Among the new technologies that will together deliver this vision are “Smart Dust” sensing equipment and future communications infrastructure supplied by Bluetooth 5.0 and 5G internet. Also on the horizon are the abilities of quantum computing and artificial intelligence (AI) to give us the opportunity to learn from the data captured, analyse it and make more informed decisions about the built environment. 

Combinations of these technologies are producing a highly disruptive new world of information, one which will in turn drive innovative systems-based approaches to design and engineering. ” Marcus Morrell Marcus Morrell Associate

The fourth industrial revolution. Credit: Axel Aantas Bergkvist The fourth industrial revolution. Credit: Axel Aantas Bergkvist

Quantum computing and leaps

Much of a designer and engineer’s work involves understanding the complex interplay of many different parameters. For example, designers need to explore the implications of an alteration in a structure’s design on energy use, lighting, foundations, rentable area and so on. With existing technology and techniques it is reckoned that there is a hard limit of about ten to twelve variables that can be meaningfully understood and managed at once. 

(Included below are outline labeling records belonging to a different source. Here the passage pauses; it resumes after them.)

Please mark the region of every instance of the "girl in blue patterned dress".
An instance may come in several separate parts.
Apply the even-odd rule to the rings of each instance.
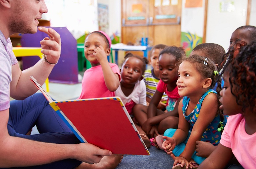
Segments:
[[[195,162],[200,164],[205,159],[196,155],[196,141],[214,145],[219,142],[221,130],[218,129],[225,124],[226,118],[219,108],[220,80],[217,92],[212,89],[218,79],[216,70],[212,61],[195,55],[179,65],[177,84],[179,95],[184,97],[179,105],[178,126],[165,131],[162,145],[175,160],[175,168],[192,168]]]

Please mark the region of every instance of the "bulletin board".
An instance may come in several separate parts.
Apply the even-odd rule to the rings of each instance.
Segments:
[[[145,24],[149,4],[147,0],[123,1],[122,10],[123,25]]]

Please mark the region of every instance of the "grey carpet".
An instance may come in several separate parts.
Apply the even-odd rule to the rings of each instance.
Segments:
[[[149,156],[125,155],[117,169],[171,169],[174,161],[164,150],[151,146]]]

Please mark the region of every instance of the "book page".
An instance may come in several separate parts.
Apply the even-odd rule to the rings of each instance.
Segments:
[[[47,99],[47,100],[49,101],[49,102],[50,103],[53,102],[53,100],[51,97],[46,92],[45,92],[44,89],[43,89],[43,88],[42,87],[42,86],[40,85],[39,83],[38,83],[38,82],[36,79],[35,78],[35,77],[34,77],[33,76],[30,76],[30,80],[34,83],[36,86],[37,86],[37,88],[40,90],[41,92],[42,92],[42,93],[43,94],[44,96],[44,97],[45,97],[46,99]]]

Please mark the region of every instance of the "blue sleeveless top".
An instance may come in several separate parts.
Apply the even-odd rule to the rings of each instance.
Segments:
[[[188,96],[183,97],[182,102],[182,111],[183,116],[185,119],[190,124],[192,128],[192,129],[195,123],[199,116],[202,103],[204,99],[208,94],[211,93],[217,94],[217,92],[211,89],[207,91],[199,100],[193,111],[187,116],[186,116],[186,112],[190,99]],[[227,123],[227,116],[224,115],[224,120],[222,124],[223,127]],[[220,132],[218,132],[217,130],[220,121],[220,117],[219,115],[216,115],[213,120],[210,123],[203,134],[201,141],[210,142],[214,145],[217,145],[219,143],[221,134]]]

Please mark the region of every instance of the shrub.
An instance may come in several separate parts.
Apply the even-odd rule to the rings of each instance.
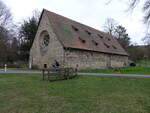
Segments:
[[[39,69],[37,65],[32,65],[32,69]]]
[[[130,63],[130,66],[135,67],[136,64],[134,62]]]

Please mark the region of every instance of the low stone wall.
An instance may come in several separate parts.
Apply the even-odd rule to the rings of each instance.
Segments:
[[[128,57],[92,51],[66,50],[64,64],[65,66],[78,67],[79,69],[124,67],[128,65]]]

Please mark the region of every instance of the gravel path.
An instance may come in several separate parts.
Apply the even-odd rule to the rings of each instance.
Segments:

Quantum computing promises the power to tackle far more complex calculations, and at incredible speeds. These machines move beyond the ones and zeroes of traditional transistors, vastly increasing the ability to undertake large computations. Looking ahead, the computing power of an entire data centre could be contained within a single small box, enabling levels of data analysis that far exceed today’s capability. 

One useful application for advanced computational power might be to probe and better understand the more subtle implications of design choices on social and environmental domains. For example, what likely societal or ecological impacts would a hospital or school situated in one potential location have compared to another? Complex concepts such as city resilience would also benefit from advanced analytics and computational power.

 

A new level of control

Immense quantities of highly detailed data, thousands of connected sensors, a quantum leap in computing power, visualisation tools that put the designer in virtual worlds. All these technologies together promise to give designers and engineers true ‘systems-level’ perspective for the first time. This vastly richer level of insight means better, more sophisticated decision making for clients and a more efficient and sustainable use of the world’s precious materials. They also point to a future for design and engineering where collaborative, data-rich processes inform every choice, bringing client, engineer, user and community closer together than ever before.


Buildings that learn… and teach

We could greatly refine design thinking if we understood how buildings perform once they’re in use. Traditionally the building management systems that facilities managers rely on have been discrete technologies, often disconnected from each other and unobserved by the engineers who initially designed them. However, new ‘smart dust’ nanotechnology sensors promise the inexpensive monitoring of every aspect of a building post-occupancy. This level of embedded awareness means buildings become intelligence-driven, almost self-aware, allowing owner, designer and operator to subtly refine how an asset is used throughout its lifespan.